Linear Algebra for Deep Learning
The following content was posted to lecture forum, summarizing my brief comments on parts of MIT 18.06 (Spring 2005) Linear Algebra by Prof. Strang link. My main focus is on how this course connects to deep learning.
- lecture 1: the geometry of linear algebra: helps you visualize vectors and matrix operations. Useful for understanding why the concepts of ‘space’ is so important in deep learning, like feature space or how gradient descent searches for a ‘platform’ in that space
- lecture 2: elimination of matrices: shows how systems of linear equations can be expressed and solved through matrix operations. This lecture helps understanding why deep learning is built around matrix operation, and why some vectors are treated as variables while some matrices we call it weights. Essentially, these are just all systems of equations, each describing relationships among different variables.
- lec3, multiplication and inverse matrices: explain matrix multiplication geometrically. This helps you grasp why we say a linear layer in deep learning ‘transform’ features into another ‘space’, and why nonlinear functions like sigmoid are needed and are inserted between transformations, etc.
- lec4, matrix factorization, it helps in understanding more advanced decompositions in machine learning and deep learning, such as PCA, SVD, and LoRA
- lec5-6, transpose, space, column space, and null space: it introduces some common matrix operations. Deep learning often use transposes, this section covers their properties. e.g., \(X^TX\) (X’s transpose and X) is ‘symmetric’, and symmetric matrices have invertible forms, which is why the linear regression analytical solution use them.

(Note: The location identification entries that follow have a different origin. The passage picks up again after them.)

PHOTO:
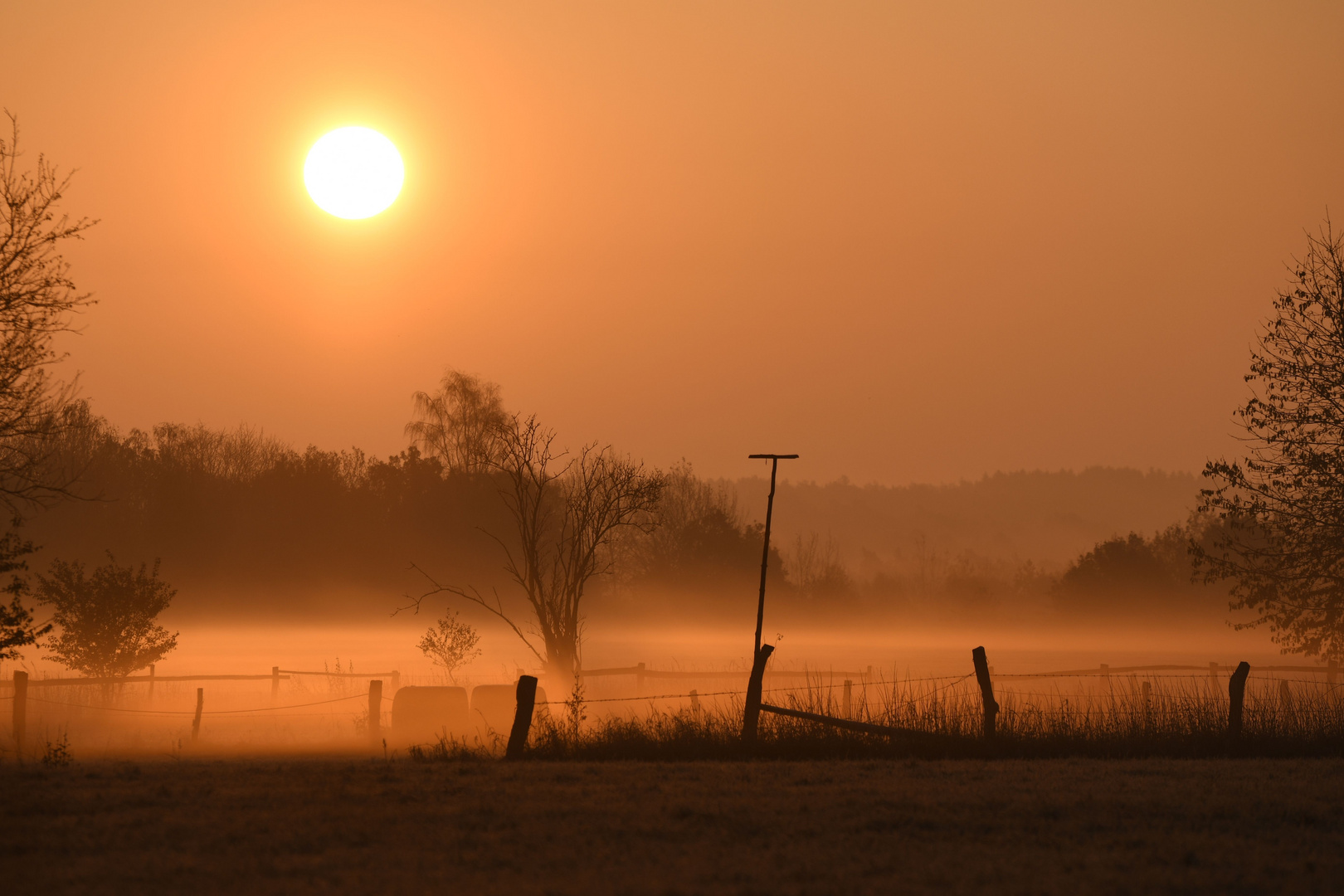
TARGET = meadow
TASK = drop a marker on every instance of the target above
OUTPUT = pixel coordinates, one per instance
(867, 826)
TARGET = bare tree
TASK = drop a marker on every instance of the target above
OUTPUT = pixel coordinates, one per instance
(566, 514)
(37, 303)
(450, 644)
(1281, 542)
(459, 423)
(17, 626)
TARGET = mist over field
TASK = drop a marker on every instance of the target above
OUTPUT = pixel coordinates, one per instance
(700, 448)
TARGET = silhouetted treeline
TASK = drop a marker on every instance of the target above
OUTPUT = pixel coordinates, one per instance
(241, 518)
(246, 523)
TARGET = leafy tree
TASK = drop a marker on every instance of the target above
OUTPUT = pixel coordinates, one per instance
(450, 644)
(108, 618)
(1281, 505)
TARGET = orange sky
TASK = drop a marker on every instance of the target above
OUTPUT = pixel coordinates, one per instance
(908, 242)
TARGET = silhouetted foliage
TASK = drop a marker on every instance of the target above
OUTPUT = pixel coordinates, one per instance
(699, 539)
(1127, 571)
(1283, 504)
(108, 618)
(567, 516)
(17, 626)
(450, 644)
(37, 303)
(460, 423)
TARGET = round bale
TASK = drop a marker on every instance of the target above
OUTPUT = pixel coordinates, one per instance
(422, 713)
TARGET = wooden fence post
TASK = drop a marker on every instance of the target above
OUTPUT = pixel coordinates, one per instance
(195, 722)
(375, 711)
(21, 709)
(1237, 694)
(752, 712)
(986, 689)
(522, 718)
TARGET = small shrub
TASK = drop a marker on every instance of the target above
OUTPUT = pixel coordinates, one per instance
(56, 754)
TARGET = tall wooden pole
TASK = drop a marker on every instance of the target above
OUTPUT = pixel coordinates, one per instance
(752, 712)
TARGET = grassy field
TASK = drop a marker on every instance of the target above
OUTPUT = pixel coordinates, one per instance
(852, 826)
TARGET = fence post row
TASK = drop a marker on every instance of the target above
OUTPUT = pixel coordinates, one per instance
(375, 711)
(986, 689)
(195, 722)
(21, 709)
(1237, 694)
(522, 718)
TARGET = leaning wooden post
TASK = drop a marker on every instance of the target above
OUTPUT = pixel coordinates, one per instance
(195, 722)
(375, 711)
(21, 709)
(986, 689)
(1237, 694)
(522, 718)
(752, 713)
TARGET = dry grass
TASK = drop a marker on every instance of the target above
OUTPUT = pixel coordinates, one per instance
(481, 828)
(1177, 718)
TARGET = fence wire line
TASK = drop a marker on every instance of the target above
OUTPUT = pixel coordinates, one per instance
(192, 712)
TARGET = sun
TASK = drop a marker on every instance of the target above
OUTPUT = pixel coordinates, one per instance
(353, 173)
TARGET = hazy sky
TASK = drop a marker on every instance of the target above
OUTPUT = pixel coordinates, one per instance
(910, 242)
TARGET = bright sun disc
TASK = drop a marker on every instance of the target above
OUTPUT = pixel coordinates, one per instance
(353, 173)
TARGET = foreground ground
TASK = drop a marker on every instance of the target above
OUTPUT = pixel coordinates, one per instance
(368, 826)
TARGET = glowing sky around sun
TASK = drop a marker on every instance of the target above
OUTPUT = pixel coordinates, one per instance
(908, 242)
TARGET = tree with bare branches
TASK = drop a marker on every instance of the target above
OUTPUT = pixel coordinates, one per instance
(459, 423)
(450, 644)
(1281, 542)
(566, 516)
(38, 299)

It also explains vector space and subspace, key for understanding deep learning at a more structural level. e.g., each layer operates on a vector within a vector space, and linear transformations only preserve that structure, so out-of-distribution data outside the ‘span’ cannot be mapped in if we just apply linear transformation, but nonlinear transformation (e.g., sigmoid, kernel tricks) can alter the space.
- lec7-8, solving \(Ax=b\): shows algebraic methods for finding solutions. In deep learning, we usually approximate these with methods like gradient descent. But learning this, you’ll understand why we just approximate the solutions, e.g., exact solutions are computationally heavy, and ‘low-rank’/’singular’ matrices can make them only have the trivial solution \(x=0\) (aka non solvable if \(x!=0\))
- lec9, 14, independence, basis and dimention, orthogonal vectors and subspaces: helps in understanding information redundancy in deep learning and how some methods reduce it through decorrelation. Orthogonal subspaces also relate to more advanced deep learning’s matrix decomposition methods. e.g., when separating a speech feature subspace into orthogonal ‘speaking style’ and ‘content’ spaces, you can question whether such decomposition is really legit? Are ‘speaking style’ and ‘content’ really independant with each other?
- lec15, 16, projection matrix; atm I cannot come up with a direct deep learninguse, but understanding it helps in grasping other matrix operations. It shows why some decompositions can be viewed as feature projections, or another example, why the analytical solution in linear regression represents projection onto the model space (like a line in 2d plane). You’ll see how geometry and formulas elegantly align.
- lec 19-21: determinant, eigenvalues and eigenvectors: improtant for understand transformations (all those feedforward layers/projection matrix in deep learning). Eigenvalues describe how a transformation scales or shrinks vectors in certain directions. e.g., in SVD decomposition, large eigenvalues correspond to bigger impact, dimensions with higher eigenvalues are considered important to prediction. For phenomena like ‘gradient vanishing’ (or ‘gradient explode’) can also be explained by eigen values. If a transformation have eigenvalues smaller than 1, then keep applying this transformation repeatly will make the vector smaller and smaller until it becomes zero –> gradient vanishes. Which kind of network repeately applies the same transformation? RNNs. So if you’ve learned linear algebra well, when you see an RNN design, you might immediately think, ‘wait, this setup can cause gradient vanishing or explosion (determined by the eigenvalues)’. The determinant is also worth looking at, mainly bc it’s used to find eigenvalues. Ofc it has many other uses tho I can’t think of them all right now.